Water rationing in Taiwan's second largest city of Kaohsiung as drought deepens

TAIPEI (AFP) - Taiwan's government said Friday it will expand water rationing to its second largest city next month to battle a worsening drought following record-low rain in nearly 70 years.

The state water company will cut supplies to households and businesses in southern Kaohsiung from May 4 for two days a week - the first time such a measure has been imposed in the city, the economic affairs ministry said.

Water rationing was already launched in some areas of northern Taiwan earlier this month, including Taoyuan and parts of New Taipei city, after the lowest rainfall across the island last autumn and winter since 1947.

"The water supply situation in Kaohsiung is urgent.

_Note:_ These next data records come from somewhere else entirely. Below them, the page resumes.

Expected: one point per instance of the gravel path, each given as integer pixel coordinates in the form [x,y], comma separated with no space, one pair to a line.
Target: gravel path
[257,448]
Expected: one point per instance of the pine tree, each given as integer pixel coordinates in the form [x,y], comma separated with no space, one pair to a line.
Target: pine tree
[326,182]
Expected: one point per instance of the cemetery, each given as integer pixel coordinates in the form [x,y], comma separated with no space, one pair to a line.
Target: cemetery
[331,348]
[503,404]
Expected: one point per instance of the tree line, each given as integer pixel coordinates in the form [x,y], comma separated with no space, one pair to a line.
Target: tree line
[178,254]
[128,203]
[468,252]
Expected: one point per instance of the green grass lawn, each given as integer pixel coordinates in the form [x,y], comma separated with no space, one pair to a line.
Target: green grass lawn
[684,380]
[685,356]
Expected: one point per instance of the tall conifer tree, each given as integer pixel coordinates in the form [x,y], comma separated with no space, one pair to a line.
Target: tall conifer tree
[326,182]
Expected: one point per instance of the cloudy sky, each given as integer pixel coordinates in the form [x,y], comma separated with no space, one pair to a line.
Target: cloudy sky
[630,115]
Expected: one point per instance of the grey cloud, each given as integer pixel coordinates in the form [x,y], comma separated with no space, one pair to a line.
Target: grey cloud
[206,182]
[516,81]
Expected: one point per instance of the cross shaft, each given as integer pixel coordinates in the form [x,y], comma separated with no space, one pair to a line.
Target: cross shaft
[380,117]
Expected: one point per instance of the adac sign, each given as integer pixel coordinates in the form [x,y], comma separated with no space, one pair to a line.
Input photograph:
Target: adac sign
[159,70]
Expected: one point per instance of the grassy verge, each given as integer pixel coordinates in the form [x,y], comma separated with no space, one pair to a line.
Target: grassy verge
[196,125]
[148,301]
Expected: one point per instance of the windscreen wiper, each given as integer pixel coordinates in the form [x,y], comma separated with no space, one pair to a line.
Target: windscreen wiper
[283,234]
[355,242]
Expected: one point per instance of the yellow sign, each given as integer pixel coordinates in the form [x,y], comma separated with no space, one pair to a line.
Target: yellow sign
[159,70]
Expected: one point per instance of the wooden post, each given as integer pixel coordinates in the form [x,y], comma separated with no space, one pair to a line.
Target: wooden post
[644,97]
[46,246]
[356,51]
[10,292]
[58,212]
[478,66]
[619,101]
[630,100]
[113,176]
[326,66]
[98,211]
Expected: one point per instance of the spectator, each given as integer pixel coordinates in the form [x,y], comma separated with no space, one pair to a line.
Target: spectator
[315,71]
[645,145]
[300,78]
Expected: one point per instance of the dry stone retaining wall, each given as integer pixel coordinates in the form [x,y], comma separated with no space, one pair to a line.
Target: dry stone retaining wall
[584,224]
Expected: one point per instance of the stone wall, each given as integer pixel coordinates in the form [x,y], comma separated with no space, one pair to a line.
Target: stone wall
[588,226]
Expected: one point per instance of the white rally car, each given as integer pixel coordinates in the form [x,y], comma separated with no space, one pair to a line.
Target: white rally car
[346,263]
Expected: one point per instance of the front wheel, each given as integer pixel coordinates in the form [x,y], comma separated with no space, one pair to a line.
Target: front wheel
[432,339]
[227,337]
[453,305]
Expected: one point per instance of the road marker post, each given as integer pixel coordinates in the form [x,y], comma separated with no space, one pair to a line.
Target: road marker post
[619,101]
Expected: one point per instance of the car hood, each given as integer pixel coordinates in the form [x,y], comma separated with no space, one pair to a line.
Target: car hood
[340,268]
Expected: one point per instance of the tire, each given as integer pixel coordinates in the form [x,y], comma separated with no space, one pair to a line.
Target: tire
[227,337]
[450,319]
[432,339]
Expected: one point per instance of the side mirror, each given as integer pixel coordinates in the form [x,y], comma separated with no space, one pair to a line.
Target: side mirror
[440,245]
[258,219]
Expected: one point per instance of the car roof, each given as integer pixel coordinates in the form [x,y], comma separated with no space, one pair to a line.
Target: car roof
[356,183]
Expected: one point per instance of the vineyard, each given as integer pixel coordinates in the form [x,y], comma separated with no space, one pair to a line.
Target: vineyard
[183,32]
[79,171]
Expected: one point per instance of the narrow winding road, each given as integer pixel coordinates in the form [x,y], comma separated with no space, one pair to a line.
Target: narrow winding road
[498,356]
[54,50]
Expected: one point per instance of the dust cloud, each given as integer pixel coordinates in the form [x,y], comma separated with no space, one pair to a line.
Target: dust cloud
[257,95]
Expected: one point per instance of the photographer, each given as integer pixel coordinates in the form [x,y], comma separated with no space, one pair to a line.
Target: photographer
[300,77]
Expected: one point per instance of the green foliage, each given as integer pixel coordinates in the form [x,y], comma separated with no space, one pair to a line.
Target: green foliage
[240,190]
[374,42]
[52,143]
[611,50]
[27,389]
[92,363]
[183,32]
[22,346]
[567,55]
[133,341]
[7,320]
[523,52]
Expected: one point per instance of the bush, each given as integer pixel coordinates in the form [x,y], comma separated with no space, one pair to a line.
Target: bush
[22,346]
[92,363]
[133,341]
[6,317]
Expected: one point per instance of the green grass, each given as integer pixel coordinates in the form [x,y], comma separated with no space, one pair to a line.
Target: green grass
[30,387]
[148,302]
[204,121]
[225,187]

The Gaoping River which is its main source of water is running low as there has been little rain for over nine months in the city," said Lai Chien-hsin, a spokesman for the water resources agency.

Kaohsiung city authorities have shut down 12 public swimming pools since late March and reduced water supplies to industrial and some commercial users to fight drought.

Local businesses are now bracing themselves for the new round of rationing.

"We will close off the swimming pool and sauna when water rationing starts next month in addition to taking other measures to conserve water," said Emily Huang, a publicist for the Lees Hotel in Kaohsiung.

"So far we don't have any cancellations but I I am concerned that the drought will affect business."

In northern Taiwan, homes, schools and businesses have been relying on water stored in large tanks on water rationing days and are adopting water-saving measures, including recycling water for gardening.

Despite recent light rains, the government has warned that the dry spell is forecast to "continue for most of May".

The government last imposed water rationing and anti-drought measures in 2001 in parts of Taiwan, including Taipei.

At that time water supplies to car washes, saunas and swimming pools were suspended in the capital while government agencies, schools and hotels were ordered to slash their water consumption by 20 percent.